The president of the largest firm of licensed insolvency trustees in the province is raising awareness after his firm found that, of those who his team asked, 40 per cent said the waited for more than two years to seek professional help, even as four in five of those individuals said the debt caused their mental health to suffer.
Blair Mantin’s firm, Sanda & Associates, conducted a survey of 2100 people who recently made an insolvency filing. This is the 12th year in a row the firm has collected survey responses about debt.
27 per cent said their debt was due to overextended credit and general financial mismanagement, while 24 per cent said the main cause of debt was using credit for essential costs of living not covered by income. Health problems, marital breakdown and job-related issues also ranked highly as causes of debt.

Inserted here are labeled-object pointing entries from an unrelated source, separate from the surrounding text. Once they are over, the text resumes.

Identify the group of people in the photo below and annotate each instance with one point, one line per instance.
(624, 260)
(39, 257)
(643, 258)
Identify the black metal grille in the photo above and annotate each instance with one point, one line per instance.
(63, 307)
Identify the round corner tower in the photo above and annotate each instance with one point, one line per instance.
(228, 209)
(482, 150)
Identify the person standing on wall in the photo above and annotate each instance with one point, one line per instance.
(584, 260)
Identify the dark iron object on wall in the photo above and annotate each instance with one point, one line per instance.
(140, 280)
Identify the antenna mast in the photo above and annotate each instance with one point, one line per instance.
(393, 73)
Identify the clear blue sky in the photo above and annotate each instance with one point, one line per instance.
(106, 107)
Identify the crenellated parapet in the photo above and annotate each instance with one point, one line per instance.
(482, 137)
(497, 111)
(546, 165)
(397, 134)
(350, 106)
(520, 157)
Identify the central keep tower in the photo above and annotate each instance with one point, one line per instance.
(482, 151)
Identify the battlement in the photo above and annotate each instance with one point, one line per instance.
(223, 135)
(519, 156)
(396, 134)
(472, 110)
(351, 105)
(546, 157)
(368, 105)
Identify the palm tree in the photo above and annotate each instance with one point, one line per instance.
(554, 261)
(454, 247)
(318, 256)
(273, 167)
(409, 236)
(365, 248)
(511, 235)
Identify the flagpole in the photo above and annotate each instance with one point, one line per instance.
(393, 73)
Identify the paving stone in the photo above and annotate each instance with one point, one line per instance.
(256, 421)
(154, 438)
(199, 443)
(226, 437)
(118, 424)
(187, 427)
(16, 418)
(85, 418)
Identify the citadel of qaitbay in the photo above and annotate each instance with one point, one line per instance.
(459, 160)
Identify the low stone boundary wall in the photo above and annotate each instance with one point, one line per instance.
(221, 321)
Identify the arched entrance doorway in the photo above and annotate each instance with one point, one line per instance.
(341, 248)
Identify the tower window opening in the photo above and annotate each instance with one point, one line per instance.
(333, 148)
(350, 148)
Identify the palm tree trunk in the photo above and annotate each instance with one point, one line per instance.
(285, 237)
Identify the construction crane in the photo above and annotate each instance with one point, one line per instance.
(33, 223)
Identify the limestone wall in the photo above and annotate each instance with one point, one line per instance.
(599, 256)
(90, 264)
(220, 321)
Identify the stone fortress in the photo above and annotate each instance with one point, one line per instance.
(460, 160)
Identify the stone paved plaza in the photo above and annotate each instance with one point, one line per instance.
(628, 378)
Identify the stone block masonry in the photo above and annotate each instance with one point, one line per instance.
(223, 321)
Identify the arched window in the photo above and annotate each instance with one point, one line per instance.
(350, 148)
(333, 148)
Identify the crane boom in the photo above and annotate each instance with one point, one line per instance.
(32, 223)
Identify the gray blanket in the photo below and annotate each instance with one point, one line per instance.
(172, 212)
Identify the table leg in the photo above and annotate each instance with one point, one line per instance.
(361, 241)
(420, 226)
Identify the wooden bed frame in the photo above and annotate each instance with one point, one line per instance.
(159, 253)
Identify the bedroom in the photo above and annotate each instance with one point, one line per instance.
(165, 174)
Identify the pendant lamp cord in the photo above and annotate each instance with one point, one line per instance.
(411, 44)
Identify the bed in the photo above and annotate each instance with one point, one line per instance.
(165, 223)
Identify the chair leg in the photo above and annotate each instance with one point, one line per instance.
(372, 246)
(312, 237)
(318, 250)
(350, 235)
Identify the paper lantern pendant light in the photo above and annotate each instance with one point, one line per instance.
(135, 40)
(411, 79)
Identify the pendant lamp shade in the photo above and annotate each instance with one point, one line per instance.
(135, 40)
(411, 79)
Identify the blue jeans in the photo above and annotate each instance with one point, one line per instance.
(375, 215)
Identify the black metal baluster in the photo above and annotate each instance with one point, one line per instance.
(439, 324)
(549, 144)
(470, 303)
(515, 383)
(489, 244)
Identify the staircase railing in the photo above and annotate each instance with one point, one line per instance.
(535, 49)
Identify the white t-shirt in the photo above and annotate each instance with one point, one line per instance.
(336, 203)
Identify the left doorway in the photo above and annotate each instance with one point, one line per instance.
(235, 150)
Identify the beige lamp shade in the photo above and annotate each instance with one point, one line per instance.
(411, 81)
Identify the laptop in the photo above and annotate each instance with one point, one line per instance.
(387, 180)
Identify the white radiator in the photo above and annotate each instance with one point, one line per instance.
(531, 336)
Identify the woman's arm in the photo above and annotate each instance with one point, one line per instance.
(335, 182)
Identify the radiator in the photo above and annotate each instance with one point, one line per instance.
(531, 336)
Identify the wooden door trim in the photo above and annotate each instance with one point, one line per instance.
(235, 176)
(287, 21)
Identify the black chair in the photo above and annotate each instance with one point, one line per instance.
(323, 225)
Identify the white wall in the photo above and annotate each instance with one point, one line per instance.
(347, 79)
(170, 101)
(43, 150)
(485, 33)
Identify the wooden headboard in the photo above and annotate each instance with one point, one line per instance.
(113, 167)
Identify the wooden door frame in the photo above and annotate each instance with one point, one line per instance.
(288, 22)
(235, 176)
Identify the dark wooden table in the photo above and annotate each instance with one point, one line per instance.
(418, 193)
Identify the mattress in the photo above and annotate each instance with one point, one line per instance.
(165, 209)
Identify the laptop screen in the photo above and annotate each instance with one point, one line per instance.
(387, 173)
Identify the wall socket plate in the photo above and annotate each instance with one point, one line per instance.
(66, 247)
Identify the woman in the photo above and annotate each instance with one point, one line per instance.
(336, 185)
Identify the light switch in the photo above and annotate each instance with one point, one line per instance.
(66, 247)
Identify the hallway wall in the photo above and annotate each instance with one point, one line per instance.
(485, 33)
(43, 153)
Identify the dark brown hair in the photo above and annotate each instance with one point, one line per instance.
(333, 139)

56 per cent of those polled said credit card debt was the main type of debt they had, which was more than 4.5 times more frequent than pay-day loans (12 per cent).
The time to start reaching out is when you realize you won’t make headway or will be stuck making minimum payments for decades, Mantin said.
“The banks would you making all those minimum payments, but you’re not doing yourself any favours,” Mantin said, adding that you can have a conversation with a professional to at least learn what your options are.
Bankruptcy is not the only option, with alternatives such as consumer proposals which can restructure the debt while maintaining a sense of pride, according to Mantin.
Consultations with a licensed insolvency trustee should always be free of cost, and if someone who says they are some sort of debt advisor is trying to charge you upfront, then that is a red flag. Mantin said the cost of the service should be rolled into one’s new payments after restructuring.
“When you do decide to move forward with a licensed insolvency trustee, everything is set by the government. Basically, instead of you making any debt payments—so sometimes people are paying hundreds and maybe even thousand dollars a month in minimum payments—we’re able to do a consumer proposal to bring that debt down by probably 70 cents on the dollar, so maybe now they are paying two or three hundred dollars a month, and all of the costs of that proceeding are included in what they can afford to repay,” he said.